CAMPANHA DO TRI – O Vasco iniciou a arrancada em 92, campeão invicto – 18 vitórias, 6 empates, 44 gols pró e 10 contra, sob a direção de Joel Santana, seu zagueiro nos anos 70. No bicampeonato, em 93, foram 15 vitórias, 5 empates e 4 derrotas, com 44 gols marcados e 17 sofridos, outra vez com o comando de Joel Santana, que divide com Flávio Costa a honra de técnico com mais títulos (8) de campeão carioca.

JAIR PEREIRA, ex-atacante do Vasco, levou o time ao tão sonhado tricampeonato carioca no dia 15 de maio de 94, quando o Vasco venceu (2 x 0) o Fluminense, diante de 79.230 pagantes. Jardel marcou os dois gols, aos 6 do primeiro tempo e aos 17 do segundo, em jogo equilibrado, de bom nível técnico e bem apitado pelo carioca Leo Feldman.

TIME-BASE – Na campanha do tri, em 94, o time-base foi Carlos Germano, Pimentel, Alexandre Torres, Ricardo Rocha e Cassio (Sidnei, cada um disputou nove jogos); Luisinho, Leandro, França e Yan; Dener e Valdir. Foram 12 vitórias, 5 empates e a única derrota (2 x 1) para o Flamengo, no quadrangular final. Só Carlos Germano e Alexandre Torres participaram de todos os jogos.

DESASTRE – Expulso no 1 x 1 com o Fluminense, no quadrangular final, em 17 de abril, Dener foi de carro para São Paulo, após o que seria seu último jogo, aos 23 anos. Ao voltar ao Rio, no final da madrugada, seu carro bateu em árvore, na beira da Lagoa e a morte foi instantânea. O Vasco não fez o seguro de 3 milhões de dólares, conforme constava em cláusula do empréstimo. O caso se arrastou na Justiça e a Portuguesa e a família do jogador levaram anos para receber a indenização.
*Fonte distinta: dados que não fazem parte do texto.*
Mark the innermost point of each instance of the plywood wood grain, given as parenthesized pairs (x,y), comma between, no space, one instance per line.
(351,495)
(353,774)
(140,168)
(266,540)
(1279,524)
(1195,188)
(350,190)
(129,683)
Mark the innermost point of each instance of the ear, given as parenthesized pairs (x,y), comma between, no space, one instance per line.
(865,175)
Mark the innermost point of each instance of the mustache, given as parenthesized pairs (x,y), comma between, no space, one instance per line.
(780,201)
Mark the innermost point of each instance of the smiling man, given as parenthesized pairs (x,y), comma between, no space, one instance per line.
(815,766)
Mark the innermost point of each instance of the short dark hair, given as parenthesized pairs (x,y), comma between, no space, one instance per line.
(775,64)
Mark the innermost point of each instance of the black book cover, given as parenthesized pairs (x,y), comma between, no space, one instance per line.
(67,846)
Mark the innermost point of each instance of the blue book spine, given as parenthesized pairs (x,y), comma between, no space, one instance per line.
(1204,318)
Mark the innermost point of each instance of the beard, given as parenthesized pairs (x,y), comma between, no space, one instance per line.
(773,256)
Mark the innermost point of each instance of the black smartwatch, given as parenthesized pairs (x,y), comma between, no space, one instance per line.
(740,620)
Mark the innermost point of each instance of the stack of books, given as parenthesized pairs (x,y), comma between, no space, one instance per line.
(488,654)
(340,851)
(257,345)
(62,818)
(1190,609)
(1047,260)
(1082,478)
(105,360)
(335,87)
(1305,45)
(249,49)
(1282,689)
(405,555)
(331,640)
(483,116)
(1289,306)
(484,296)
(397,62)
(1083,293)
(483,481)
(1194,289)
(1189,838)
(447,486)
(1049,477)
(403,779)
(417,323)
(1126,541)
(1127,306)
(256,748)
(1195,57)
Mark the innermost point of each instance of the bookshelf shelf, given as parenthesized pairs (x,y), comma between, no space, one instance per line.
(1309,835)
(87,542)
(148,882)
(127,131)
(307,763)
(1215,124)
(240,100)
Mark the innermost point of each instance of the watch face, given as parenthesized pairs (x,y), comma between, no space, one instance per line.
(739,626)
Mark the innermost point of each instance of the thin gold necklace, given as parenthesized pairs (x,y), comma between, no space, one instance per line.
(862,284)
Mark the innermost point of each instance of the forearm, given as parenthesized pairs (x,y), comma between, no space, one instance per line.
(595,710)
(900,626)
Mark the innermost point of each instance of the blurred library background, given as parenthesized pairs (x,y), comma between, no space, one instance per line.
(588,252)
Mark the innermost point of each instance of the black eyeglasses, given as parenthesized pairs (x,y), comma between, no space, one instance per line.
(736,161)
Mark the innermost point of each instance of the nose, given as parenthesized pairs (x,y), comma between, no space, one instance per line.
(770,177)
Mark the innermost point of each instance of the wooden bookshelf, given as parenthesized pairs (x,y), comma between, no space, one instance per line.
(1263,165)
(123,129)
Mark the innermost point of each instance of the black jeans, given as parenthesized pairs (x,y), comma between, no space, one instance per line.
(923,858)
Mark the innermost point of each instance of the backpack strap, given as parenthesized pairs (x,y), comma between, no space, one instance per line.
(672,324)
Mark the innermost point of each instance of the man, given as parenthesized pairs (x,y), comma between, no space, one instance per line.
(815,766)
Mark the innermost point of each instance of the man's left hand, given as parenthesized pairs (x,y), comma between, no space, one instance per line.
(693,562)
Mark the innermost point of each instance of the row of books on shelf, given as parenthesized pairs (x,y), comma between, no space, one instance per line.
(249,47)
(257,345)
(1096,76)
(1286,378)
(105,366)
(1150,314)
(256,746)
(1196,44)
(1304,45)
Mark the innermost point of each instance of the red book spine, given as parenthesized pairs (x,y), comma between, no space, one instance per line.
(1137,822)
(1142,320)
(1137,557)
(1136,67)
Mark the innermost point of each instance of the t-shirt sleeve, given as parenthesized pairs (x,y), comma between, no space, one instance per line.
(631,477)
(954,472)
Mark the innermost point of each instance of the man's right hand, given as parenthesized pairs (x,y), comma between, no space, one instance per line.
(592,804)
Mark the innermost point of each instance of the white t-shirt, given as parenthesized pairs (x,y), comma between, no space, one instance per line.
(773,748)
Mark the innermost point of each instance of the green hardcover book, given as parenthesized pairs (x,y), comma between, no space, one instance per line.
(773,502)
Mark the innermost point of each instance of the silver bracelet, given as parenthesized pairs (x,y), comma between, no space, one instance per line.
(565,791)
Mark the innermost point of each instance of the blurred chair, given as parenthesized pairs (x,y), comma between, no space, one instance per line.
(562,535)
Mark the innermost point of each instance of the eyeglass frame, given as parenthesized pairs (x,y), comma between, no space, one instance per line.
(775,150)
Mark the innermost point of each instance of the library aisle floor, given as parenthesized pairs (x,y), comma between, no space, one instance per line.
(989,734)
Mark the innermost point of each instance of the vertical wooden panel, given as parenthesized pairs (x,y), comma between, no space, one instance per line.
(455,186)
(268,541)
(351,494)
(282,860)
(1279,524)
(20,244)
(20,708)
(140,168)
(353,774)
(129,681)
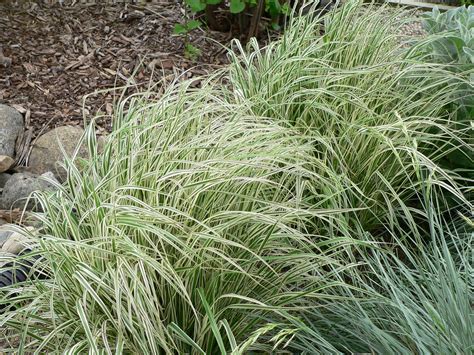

O INVICTO – Voltando aos títulos invictos, é bom dizer que não foram só os de 1945 – o técnico era o uruguaio Ondino Viera – e os de 47 e 49, sob o comando de Flavio Costa, campeão também em 50. O Vasco foi o primeiro time brasileiro a ganhar um Sul-Americano invicto, em 1948, no Chile, superando adversários do nível do Colo-Colo, Emelec, Peñarol, Nacional e River Plate. O primeiro campeão dos campeões sul-americanos, título que repetiria, com igual brilho, ao ganhar 40 anos depois a Copa Libertadores de 1998, a única da bela história centenária do clube.